Angka penawaran tersebut melebihi 3 kali nilai yang ditawarkan pemerintah atau oversubscribed. Kala itu, pemerintah Thailand mengatakan tingginya penawaran disebabkan oleh permintaan internasional terhadap investasi hijau, terutama pada perekonomian di Asia Tenggara yang tengah berkembang.
“Thailand berada di posisi yang tepat untuk memaksimalkan daya tarik investor terhadap instrumen ini karena pasar obligasinya yang matang,” demikian kutipan laporan ADB dan Climate Bonds Initiative belum lama ini.
Sementara itu, pemerintah Singapura pada Februari lalu menargetkan emisi obligasi hijau sebesar SG$35 miliar hingga 2030 mendatang. Penerbitan ini rencananya akan digunakan untuk mendanai proyek infratruktur publik ramah lingkungan yang akan memberi dampak positif baik untuk generasi saat ini maupun generasi masa depan.
Pada Juni lalu, pemerintah Singapura juga telah mengeluarkan kerangka kerja untuk emisi obligasi hijau. Kerangka kerja tersebut mencakup sejumlah hal, mulai dari penggunaan dana, evaluasi dan pemilihan proyek, pengelolaan dana yang diperoleh, hingga alokasi dan pelaporan hasil.
Menteri Keuangan Singapura Indranee Rajah menyebutkan emisi obligasi berkelanjutan dan penggunaannya ke proyek – proyek hijau akan menfasilitasi transisi Negeri Singa ke ekonomi rendah karbon.

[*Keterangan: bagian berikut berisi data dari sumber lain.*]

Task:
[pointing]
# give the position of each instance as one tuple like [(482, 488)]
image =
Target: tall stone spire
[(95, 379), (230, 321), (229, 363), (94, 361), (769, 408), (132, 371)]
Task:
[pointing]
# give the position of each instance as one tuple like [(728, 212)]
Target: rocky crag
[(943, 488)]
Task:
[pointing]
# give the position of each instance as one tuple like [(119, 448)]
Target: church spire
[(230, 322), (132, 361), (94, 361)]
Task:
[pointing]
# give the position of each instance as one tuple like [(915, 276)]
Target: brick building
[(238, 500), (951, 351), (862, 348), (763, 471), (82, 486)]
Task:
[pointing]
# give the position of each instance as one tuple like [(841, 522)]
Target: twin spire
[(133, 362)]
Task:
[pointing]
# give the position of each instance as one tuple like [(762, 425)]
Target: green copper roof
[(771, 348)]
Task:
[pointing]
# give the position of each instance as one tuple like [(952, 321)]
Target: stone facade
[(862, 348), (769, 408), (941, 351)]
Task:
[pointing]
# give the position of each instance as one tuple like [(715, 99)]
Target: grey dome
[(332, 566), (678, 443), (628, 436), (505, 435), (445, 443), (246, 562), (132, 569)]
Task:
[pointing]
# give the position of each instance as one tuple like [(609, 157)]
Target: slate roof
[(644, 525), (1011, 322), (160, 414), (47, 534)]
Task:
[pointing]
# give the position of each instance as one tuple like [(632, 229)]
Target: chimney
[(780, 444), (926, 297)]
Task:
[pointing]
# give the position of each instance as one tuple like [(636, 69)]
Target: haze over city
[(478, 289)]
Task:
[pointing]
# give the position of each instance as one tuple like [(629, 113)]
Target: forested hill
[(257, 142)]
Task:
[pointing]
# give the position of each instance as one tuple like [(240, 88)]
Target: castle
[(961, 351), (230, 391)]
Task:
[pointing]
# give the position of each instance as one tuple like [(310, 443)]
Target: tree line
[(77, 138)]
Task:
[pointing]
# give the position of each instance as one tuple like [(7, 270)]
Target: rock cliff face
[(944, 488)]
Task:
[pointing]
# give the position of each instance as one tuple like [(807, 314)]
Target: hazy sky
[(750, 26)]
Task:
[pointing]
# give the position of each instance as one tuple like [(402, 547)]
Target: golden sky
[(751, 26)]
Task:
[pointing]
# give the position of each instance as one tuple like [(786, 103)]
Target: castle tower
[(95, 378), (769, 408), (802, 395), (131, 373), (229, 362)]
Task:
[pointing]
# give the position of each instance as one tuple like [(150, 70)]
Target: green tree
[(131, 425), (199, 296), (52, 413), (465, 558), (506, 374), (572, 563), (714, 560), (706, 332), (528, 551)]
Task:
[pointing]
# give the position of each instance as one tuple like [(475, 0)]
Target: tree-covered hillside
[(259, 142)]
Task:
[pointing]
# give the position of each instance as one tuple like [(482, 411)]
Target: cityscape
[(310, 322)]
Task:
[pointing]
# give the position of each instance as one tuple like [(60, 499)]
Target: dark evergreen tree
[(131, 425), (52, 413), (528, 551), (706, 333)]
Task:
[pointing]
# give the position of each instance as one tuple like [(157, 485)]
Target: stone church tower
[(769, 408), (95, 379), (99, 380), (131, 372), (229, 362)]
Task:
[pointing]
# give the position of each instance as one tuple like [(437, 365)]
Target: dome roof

“Kami berharap dapat memperdalam likuiditas pasar untuk obligasi hijau, menarik minat penerbit dan investor hijau dan mengkatalisasi pembiayaan berkelanjutan di Asia Tenggara,” jelasnya.
Langkah serupa juga dilakukan oleh Filipina yang awal tahun ini menerbitkan obligasi hijau pertamanya. Penerbitan ini dilakukan setelah Filipina merilis Sustainable Finance Roadmap pada 2021 lalu.
Filipina menerbitan obligasi hijau bertenor 25 tahun senilai US$1 miliar pada Maret lalu. Sebulan kemudian, Filipina kembali menerbitkan obligasi hijau senilai 70,1 miliar yen atau US$600 juta yang dibagi dalam beberapa seri dengan tenor berbeda.
Eks Menteri Keuangan Filipina Carlod Dominguez mengatakan minat investor yang tinggi terhadap obligasi hijau mengindikasikan kepercayaan investor terhadap komitmen Filipina untuk mencapai pembangunan berkelanjutan dan memitigasi perubahan iklim.
“Salah satu komitmen Filipina adalah mengurangi emisi gas rumah kaca hingga 75 persen pada 2030,” katanya.
Sementara itu, Indonesia dan Malaysia dengan populasi yang mayoritas beragama Islam memperkenalkan produk green islamic bonds atau green sukuk (sukuk hijau). Pada 2017 lalu, Malaysia menerbitkan green sukuk untuk membiayai pembangunan pembangkit listrik tenaga surya.
Data dari Securities Commission Malaysia menyebutkan, sejak 2017 hingga akhir tahun lalu, korporasi di Malaysia telah menjual green sukuk senilai US$1,9 miliar atau 8,3 miliar ringgit. Hal ini menjadikan Malaysia sebagai negara dengan penerbitan sukuk hijau terbesar di dunia.
Sementara itu, data dari Climate Bonds Initiative menyebutkan pada periode 2018 – 2021 Indonesia telah menerbitkan obligasi hijau senilai lebih dari US$6,3 miliar. Pemerintah Indonesia merilis sukuk hijau pada 2018 setelah setahun sebelumnya mulai mengeluarkan kerangka kerja untuk obligasi hijau konvensional dan islami.
Menteri Keuangan Sri Mulyani Indrawati mengatakan obligasi hijau menjadi salah satu alternatif pembiayaan pemerintah untuk APBN. Pada saat yang bersamaan, penerbitan obligasi hijau juga diharapkan dapat membantu pemerintah mencapai target penurunan emisi, termasuk emisi karbon 0 persen pada 2060.
Dana dari penerbitan obligasi hijau Indonesia telah digunakan untuk proyek – proyek infrastruktur hijau, termasuk energi terbarukan, transportasi rendah emisi, pengelolaan air yang berkelanjutan,dan lainnya.
“Sukuk hijau kami telah menjadi instrumen atraktif yang cukup menarik perhatian,” ujar Sri Mulyani Februari lalu.